AGPs, involving the use of high-speed instruments, represent the majority of dental treatments.
Final year dental student ‘wouldn’t have felt safe’ beginning work this year
Savannah Joyce, 28 and from Orkney, is a final year dental student.
She will now have to repeat her final year – but she said she knew the decision was coming.
But, the reality was still overwhelming.
“Everybody in our year understands that patient safety is priority, and despite being disheartened we all agree it’s the right decision,” she said.
She conceded that the dental school being closed “did have quite an impact” on learning, as practical work was not possible.
And there had been a financial impact too – she ran out of money this year, and had to take on a job alongside her degree. “Without the promise of support, I wouldn’t have been able to stay on,” she said.
Ms Joyce said she said she was prepared for and an advocate of the decision.
“I wouldn’t have felt safe going out his year. Covid has impacted us so much – we’ve had far less clinical experience so I’m glad that it’s extended.
“We are all very accepting of the decisions,” she added.
Lindsay Milton, who owns a practice on the south side of Glasgow and is a member of the British Dental Association, told BBC Scotland dental schools were looking at whether they would need to avoid taking in new first-year students until the backlog was cleared.

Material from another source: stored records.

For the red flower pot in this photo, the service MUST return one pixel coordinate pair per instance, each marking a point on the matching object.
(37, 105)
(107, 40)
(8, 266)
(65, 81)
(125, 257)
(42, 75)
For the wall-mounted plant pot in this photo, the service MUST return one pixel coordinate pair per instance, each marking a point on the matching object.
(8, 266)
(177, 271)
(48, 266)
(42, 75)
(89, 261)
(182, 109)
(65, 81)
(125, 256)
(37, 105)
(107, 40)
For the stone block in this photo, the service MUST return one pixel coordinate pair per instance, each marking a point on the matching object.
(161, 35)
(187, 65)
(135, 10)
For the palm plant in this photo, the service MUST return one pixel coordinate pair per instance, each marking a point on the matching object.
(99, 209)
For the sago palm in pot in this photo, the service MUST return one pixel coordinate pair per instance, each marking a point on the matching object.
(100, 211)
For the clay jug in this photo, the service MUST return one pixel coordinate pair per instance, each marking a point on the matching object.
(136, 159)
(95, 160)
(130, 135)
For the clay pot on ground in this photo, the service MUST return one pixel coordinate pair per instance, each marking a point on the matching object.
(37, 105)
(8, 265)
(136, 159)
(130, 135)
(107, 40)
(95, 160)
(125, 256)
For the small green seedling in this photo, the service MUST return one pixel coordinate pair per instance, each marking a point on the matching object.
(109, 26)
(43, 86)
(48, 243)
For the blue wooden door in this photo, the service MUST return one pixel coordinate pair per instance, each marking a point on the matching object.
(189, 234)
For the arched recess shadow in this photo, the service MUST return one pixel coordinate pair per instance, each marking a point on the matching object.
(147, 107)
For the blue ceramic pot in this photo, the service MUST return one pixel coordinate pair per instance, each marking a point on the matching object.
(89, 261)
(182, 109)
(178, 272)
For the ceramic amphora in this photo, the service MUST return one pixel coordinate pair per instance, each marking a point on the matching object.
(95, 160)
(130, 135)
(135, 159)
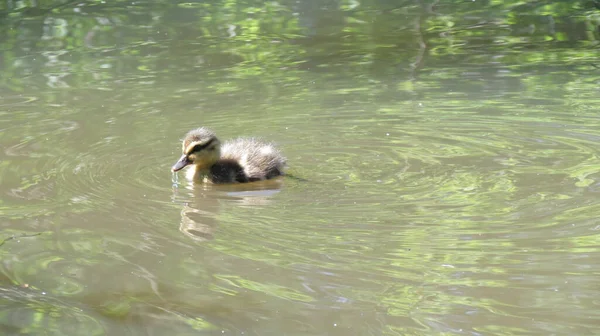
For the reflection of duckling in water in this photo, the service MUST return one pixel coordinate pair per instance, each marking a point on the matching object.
(238, 160)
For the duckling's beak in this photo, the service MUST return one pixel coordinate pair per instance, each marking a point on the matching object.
(181, 163)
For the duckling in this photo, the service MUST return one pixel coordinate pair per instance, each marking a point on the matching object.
(239, 160)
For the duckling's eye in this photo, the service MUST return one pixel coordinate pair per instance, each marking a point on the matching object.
(200, 147)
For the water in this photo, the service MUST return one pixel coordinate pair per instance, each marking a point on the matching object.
(456, 194)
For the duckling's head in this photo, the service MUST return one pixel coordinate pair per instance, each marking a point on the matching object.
(201, 148)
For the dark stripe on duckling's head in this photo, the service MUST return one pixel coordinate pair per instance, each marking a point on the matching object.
(196, 147)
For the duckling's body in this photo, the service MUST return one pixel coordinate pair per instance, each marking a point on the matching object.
(235, 161)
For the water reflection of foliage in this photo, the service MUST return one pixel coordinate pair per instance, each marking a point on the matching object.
(271, 44)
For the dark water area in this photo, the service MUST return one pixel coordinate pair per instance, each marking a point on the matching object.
(443, 168)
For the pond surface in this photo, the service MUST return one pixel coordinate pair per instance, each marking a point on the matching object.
(440, 182)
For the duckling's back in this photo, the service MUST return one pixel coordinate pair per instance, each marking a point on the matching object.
(258, 160)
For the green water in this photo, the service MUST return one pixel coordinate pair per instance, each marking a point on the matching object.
(443, 159)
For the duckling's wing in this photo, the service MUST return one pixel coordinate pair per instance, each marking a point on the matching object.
(259, 160)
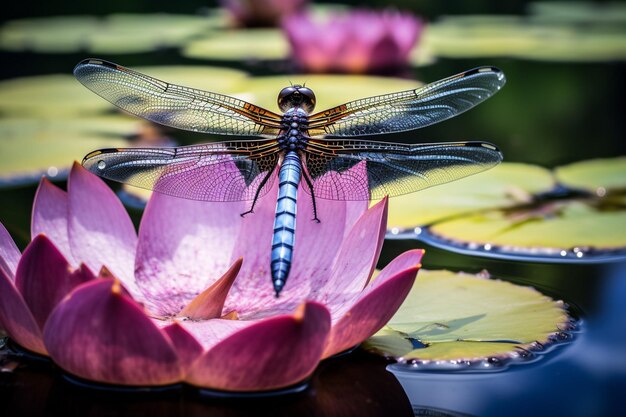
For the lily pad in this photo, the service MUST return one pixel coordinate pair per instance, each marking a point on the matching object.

“It’s urgent that the start of the pipeline of dentists is addressed,” he said. “My understanding is that this is being looked at very closely and there will hopefully be an outcome put forward as to what the position will be for the new intake.
“Whatever happens, the most important thing is that the public are in safe hands. Students need to be confident and safe to work with the public.”
He added: “Students require significant face-to-face patient contact to be in a place where they are safe to work and with that being significantly reduced, it has had a knock-on effect and there have been concerns about that lack of exposure to patients.
“It’s clearly disappointing that the graduates will not be finishing in the summer as they signed up for, but dentistry is not immune to the effects of the pandemic and has been hit quite badly.
“But I think, realistically, the undergraduates themselves have realised that there’s not really a safe alternative to this.”.
At Thursday’s lunchtime coronavirus briefing, First Minister Nicola Sturgeon was asked about the repeat year for dental students.
She said: “This is just another really difficult thing we have to manage. The British Dental Association raised an issue with us about continued bursary support for some students for whom the deferral won’t be a full 12 months and that is something we will resolve to make sure that the financial impact is dealt with.
“I am really sorry for the impact of this pandemic on young people who have had their education disrupted in all sorts of different ways. They have had the normal experience of being young disrupted.”
Ms Sturgeon added that she could not “magic away” those problems and all she could do was “help lead the effort” to try to get through the pandemic.